The British teen’s maiden Australian Open campaign was brought to an end when she succumbed to Montenegrin world No.98 Danka Kovinic, 6-4 4-6 4-2.

The upset began brewing from the first game of the match as Raducanu battled blisters on her right hand. After the loss, Raducanu revealed that she had brought the blisters into the match

 

“I was struggling with my hand before the match,” she said.

“There were some people in my team that maybe didn’t want me to play, but I wanted to go out there and fight through it, to see how far I could go.

“I thought it was a pretty good learning experience for me. I discovered tools about myself and my game that I didn’t know I had before.”

 

Wincing in pain after striking the ball, the 17th seed struggled to maintain her service games as her serve dropped off in pace.
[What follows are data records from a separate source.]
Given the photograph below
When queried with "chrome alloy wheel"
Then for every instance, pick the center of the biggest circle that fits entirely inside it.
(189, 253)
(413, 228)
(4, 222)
Raducanu revealed after the match that the blisters had become an issue since her arrival in Australia.

“I’ve been struggling with blisters since I started playing in Australia because 21 days with no tennis, my hands got pretty soft,” she said.

“From day one, day two, I was getting blisters pop up here and there. This particular one has been with me for about five days, and I have been trying to take it for every practice and it would harden and dry out, but then once I would play again, another layer would rip off.

“It ended up being pretty deep. It’s a bit annoying because I know it’s something that will heal in a few days, but it’s just unfortunate timing.”

 

After calling a medical timeout where she received taping from the physio, Raducanu repeatedly sort extra bandages at each break in play.

 

Despite pleas from her team to pull out of the tournament, the 19-year-old was determined to play after enduring quarantine.

“I fought so hard just to come to Australia and I didn’t want to go out like that,” she said.

“So I just left it all out on the court, after everything I went through.”

Raducanu explained how the blisters caused her to struggle gripping the racquet.

“Every time I hit and make contact with the ball, it would create an impact,” she said.

“Say I hit one slightly off-centre and the racquet moves a bit in my hand, it’s like even more friction and it just rips again. So it’s very painful, like every single shot you hit.”